No One Had A Tongue To Speak – Book Review
“No One Had a Tongue to Speak” gives an in depth description of the Machhu Dam disaster that occurred in India on August 11, 1979. It begins with narration of day to day life in the city of Morbi, south of the Machhu Dam. The setting is mid July 1979, a month that is supposed to bring the height of the rainy season, but in this particular year the monsoon has still not reached the region and the Machhu River bed is all but dry. It goes onto give a brief history of the Machhu Dam itself, how the idea of the dam was on the minds of government officials and citizens for many years before it was finally constructed not long before it failed. It briefly touches upon a couple reasons as to why it was never built, and that the original contractor warned the head of government that a failure was very possible. Through the years his warnings may have faded or just ignored and the Machhu Dam – II was built.
The rains arrived over Morbi in the end of July, and they were relentless, but they revived the earth and the people rejoiced. Two weeks of heavy monsoon rains followed and the reservoir upstream of the Macchu dam was over flowing causing a huge and already dangerous outflow from the floodgates. With jammed gates, and failures to emit sufficient warnings to the citizens of Morbi the afternoon of August 11, 1979 slowly approached. The Machhu Dam failed around 2:30 p.m. and the water passing over the land is described as having come in three waves, all higher than the previous, with the third being 20 feet or more at its peak.  
The authors write about citizens taking shelter on the tallest buildings, with many whom are still being pulled and washed away by the current. The lives and stories of 25,000 people were swept away in a horrifically short amount of time. The aftermath described is unbelievable in the worst possible way. Broken homes and broken bodies littered the once great city of Morbi and the villages and fields surrounding it. The ending of the book tells of the futile and tedious cleanup efforts and decisions for the ruined city. Headlines of this massive flash flood filled the newspapers and televisions of people around the world before it was known to most of the people in India. In the closing chapter the present day opinions of the flood, and a look at how the disaster is viewed by people of the region now, are given.

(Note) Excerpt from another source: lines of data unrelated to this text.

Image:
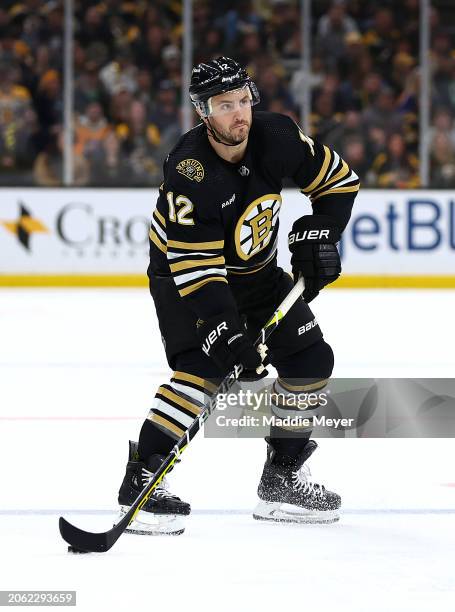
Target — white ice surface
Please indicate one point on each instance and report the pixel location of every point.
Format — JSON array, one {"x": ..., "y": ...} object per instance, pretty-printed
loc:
[{"x": 78, "y": 369}]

The book tells the story of life in the city of Morbi before, during and in the aftermath of the flood, through testimonies from residents who survived and witnessed the death and destruction of the Macchu Dam failure. I feel that is the only way to portray the true magnitude of the disaster. Hearing the stories from a person who had been forever altered by the event gave it a hard hitting and emotionally drawing punch that would have otherwise been absent.

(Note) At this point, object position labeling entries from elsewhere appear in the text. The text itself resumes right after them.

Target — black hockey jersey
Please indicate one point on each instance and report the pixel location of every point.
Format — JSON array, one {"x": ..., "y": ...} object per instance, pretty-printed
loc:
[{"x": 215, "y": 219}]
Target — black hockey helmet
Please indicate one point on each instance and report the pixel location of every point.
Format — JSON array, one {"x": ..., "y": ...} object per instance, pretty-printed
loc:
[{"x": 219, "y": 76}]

Along with the testimonies came some confusion though. The stories heard from those who survived obviously overlapped, and it was sometimes unclear when the authors started the day over with a different witnessed account of the tragedy. I also am stilled baffled by the amount of media attention the disaster got around the world, with headlines filling newspapers from one side of the globe to the other. How did a disaster who killed so many people and that had so much coverage fade from the history books and from people’s memory so quickly? The inaccessibility to government records is a huge issue that is mentioned briefly in the book. With few survivors, some of the only recorded accounts are locked away. I would be extremely interested in finding out more about why this devastating event has all but disappeared from the pages of history.
                The authors of this book went above and beyond in their research compared to most writers. They traveled to many new and not always desirable places, and asked the tough questions in ways that derived detailed and truthful answers and testimonies, and for that I give my utmost respect to this book. It was very well done, albeit the small amount of confusion I experienced with the slightly conflicting accounts from the many eye witnesses.
I would recommend this book to everyone. I think it gives an incredibly eye opening look into another culture through the way they view natural disasters, and the way it was handled. It’s a perspective I feel that many people fail to ever see. The story of the Machhu Dam disaster is one that faded from memory for far too long, and I recommend this book in hopes that others will read it and their memories and their page in history will live on. 

Utpal, S. & Wooten, T. (2011). No One Had a Tongue to Speak. Amherst, NY: Prometheus Books.